Sıcak hava dalgası beklendiğinde, günün en sıcak saatlerinde (genellikle 11.00-15.00 saatleri arasında) dışarı çıkmamaya özen gösterilmesi gerektiğini vurgulayan Aktaş, “Dışarı çıkmanız gerekiyorsa, sabah erken saatlerde ya da akşam serin saatlerde planlama yapmalısınız.” şeklinde önerilerde bulundu.
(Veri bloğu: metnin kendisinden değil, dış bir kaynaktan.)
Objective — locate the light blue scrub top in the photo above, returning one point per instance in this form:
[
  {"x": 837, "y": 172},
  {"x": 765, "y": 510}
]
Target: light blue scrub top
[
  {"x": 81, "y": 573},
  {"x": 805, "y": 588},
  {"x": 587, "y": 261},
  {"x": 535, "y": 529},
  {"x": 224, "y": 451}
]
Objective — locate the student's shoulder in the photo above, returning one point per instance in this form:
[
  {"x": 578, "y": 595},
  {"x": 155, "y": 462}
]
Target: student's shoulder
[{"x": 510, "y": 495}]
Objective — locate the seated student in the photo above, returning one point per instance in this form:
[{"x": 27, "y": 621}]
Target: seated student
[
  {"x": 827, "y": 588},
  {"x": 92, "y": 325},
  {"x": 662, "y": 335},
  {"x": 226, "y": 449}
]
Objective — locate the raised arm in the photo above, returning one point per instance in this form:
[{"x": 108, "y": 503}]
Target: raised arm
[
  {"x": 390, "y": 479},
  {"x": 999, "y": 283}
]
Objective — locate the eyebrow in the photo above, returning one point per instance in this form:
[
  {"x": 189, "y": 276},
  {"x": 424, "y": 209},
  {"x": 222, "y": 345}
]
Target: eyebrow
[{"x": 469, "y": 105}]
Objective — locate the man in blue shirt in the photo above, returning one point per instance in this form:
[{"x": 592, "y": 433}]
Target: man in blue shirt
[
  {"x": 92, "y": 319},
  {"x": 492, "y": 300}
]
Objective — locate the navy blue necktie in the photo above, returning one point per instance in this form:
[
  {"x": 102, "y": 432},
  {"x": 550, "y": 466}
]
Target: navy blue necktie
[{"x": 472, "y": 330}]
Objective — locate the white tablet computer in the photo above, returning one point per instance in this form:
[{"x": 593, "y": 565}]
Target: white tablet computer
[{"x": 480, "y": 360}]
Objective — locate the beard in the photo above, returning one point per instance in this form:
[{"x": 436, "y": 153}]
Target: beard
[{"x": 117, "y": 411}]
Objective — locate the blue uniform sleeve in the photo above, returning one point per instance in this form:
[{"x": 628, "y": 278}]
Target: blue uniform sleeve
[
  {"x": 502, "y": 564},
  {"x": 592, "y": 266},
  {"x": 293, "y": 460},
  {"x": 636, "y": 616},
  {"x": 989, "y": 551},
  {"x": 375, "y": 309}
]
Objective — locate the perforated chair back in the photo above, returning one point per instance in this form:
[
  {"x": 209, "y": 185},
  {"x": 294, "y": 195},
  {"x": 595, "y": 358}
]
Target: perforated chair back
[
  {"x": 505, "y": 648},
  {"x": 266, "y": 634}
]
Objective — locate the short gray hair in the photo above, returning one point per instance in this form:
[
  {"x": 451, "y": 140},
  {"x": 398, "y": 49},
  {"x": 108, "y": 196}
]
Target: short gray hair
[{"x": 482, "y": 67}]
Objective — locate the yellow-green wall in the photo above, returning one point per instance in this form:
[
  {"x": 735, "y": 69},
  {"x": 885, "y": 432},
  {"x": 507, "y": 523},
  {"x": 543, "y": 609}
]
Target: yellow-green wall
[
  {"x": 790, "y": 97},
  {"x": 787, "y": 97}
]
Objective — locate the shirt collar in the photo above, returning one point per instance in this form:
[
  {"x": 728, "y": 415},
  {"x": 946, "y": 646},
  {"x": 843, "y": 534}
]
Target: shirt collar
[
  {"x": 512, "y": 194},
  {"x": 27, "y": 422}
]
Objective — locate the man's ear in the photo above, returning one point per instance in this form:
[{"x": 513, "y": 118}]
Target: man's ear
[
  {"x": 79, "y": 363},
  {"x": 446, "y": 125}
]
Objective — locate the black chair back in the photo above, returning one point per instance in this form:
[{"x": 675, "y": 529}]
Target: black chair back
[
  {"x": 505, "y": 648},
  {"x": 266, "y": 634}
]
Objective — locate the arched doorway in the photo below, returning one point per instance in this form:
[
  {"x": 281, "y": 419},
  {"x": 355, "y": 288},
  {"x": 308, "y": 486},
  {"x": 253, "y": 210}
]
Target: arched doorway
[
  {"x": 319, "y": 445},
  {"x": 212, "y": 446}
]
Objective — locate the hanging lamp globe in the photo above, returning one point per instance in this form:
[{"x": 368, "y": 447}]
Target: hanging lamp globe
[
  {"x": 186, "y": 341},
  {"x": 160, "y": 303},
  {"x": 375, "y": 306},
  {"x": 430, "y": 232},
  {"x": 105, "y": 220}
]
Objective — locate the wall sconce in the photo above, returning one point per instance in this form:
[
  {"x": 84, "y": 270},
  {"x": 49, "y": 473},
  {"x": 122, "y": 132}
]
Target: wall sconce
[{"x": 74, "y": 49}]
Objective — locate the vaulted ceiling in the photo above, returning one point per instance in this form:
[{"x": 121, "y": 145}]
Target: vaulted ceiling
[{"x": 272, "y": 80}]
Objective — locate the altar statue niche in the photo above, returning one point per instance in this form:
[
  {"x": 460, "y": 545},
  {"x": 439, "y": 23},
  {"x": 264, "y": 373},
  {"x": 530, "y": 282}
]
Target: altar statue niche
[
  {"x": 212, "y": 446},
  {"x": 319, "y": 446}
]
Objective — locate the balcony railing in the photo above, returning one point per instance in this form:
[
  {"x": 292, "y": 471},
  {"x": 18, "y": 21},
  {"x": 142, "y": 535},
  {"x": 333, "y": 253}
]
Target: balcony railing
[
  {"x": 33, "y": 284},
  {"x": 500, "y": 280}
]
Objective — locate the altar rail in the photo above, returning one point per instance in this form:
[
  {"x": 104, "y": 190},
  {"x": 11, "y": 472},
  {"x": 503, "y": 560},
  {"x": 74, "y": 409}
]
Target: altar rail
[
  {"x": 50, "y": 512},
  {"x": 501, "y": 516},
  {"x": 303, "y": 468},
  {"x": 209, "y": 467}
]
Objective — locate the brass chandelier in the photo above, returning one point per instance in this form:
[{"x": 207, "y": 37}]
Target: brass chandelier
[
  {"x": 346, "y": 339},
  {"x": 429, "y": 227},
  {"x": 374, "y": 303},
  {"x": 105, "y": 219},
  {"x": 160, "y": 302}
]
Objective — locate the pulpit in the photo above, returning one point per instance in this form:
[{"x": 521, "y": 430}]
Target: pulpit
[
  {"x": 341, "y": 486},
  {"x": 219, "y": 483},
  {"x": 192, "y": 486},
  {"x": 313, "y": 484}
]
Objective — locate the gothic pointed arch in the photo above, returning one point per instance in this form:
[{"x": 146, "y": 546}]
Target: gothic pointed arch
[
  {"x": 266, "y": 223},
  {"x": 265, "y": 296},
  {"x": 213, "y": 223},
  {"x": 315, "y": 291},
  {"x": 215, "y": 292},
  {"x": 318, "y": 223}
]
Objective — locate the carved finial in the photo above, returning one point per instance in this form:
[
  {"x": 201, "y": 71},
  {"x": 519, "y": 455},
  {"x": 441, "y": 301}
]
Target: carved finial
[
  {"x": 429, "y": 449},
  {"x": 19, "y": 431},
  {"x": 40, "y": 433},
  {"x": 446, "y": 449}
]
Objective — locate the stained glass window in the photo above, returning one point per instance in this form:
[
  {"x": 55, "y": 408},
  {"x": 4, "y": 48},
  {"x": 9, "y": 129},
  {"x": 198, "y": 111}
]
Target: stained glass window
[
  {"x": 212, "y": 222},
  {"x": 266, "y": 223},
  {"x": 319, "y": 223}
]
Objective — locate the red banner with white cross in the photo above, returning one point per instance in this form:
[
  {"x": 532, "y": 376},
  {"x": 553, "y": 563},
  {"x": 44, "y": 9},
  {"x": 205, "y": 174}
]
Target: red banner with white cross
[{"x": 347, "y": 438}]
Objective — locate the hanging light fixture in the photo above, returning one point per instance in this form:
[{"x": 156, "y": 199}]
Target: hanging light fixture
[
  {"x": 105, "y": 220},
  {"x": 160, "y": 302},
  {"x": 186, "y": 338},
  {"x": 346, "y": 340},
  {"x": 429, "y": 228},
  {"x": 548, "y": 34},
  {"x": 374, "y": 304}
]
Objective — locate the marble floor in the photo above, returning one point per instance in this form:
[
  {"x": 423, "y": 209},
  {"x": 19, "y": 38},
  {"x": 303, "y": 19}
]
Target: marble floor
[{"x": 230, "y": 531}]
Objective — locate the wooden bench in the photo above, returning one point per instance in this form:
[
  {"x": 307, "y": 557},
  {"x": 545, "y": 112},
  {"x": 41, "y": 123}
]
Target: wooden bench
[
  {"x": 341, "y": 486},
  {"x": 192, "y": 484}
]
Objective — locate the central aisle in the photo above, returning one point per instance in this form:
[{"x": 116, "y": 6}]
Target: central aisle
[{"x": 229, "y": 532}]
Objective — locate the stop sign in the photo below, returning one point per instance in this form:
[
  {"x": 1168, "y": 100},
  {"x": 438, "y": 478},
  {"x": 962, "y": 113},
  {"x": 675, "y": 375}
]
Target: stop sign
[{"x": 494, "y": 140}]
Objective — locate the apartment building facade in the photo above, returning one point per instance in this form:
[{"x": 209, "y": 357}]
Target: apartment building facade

  • Dışarıda yürüyüş yaparken gölgede kalmaya dikkat edin ve ana yollardan, kalabalık caddelerden kaçının.
  • Gün içinde dışarıda uzun süre kalmaktan kaçının; bol ve serin tutacak giysiler giyin, şapka takın.
  • Temel ihtiyaçlar için bir çanta hazırlayın; çantada ihtiyaç olabilecek ilaçlar, bol su ve el vantilatörü bulundurun.
  • Akciğer rahatsızlığı olanlar, sıcak ortamlarda spor yapmamalı; serin ve iyi havalandırılmış kapalı alanlarda egzersiz yapmalıdır.
  • Ev işlerini ve bahçe işlerini sabah erken saatlerde veya akşam serin saatlerde gerçekleştirin.
  • Susuz kalmamaya özen gösterin; çay, kahve ya da kola gibi kafeinli ve şekerli içeceklerden kaçının, bol su tüketin.
  • Perdeleri kapatmak evin serin kalmasına yardımcı olur; geceleri dışarısı serin olduğunda pencereleri açabilirsiniz.
  • Aşırı ısındığınızda serin bir duş alın veya cildinizi serin, ıslak bir bezle soğutun.

Aktaş, sağlıklı beslenmenin de önemine vurgu yaparak, “Aç olmasanız bile normal şekilde yemek yemelisiniz. Terleme ile kaybedilen tuzun geri alınabilmesi için dengeli bir beslenme düzenine uyulmalıdır. Salata ve meyve gibi su içeriği yüksek gıdalar özellikle tercih edilmelidir.” dedi.

Sıcak havanın astım semptomlarını tetikleyebileceği için her zaman tedbirli olunması gerektiğinin altını çizen Aktaş, ilaçların saklama koşullarına da dikkat edilmesi gerektiğini belirtti. “İlaçlar, evde 25 derecenin altında veya buzdolabında, ambalaj üzerindeki talimatlara uygun olarak saklanmalıdır. Gerektiğinde kurtarıcı olarak kullanılan astım ilacını her zaman yanınızda bulundurmalısınız.” şeklinde uyarıda bulundu.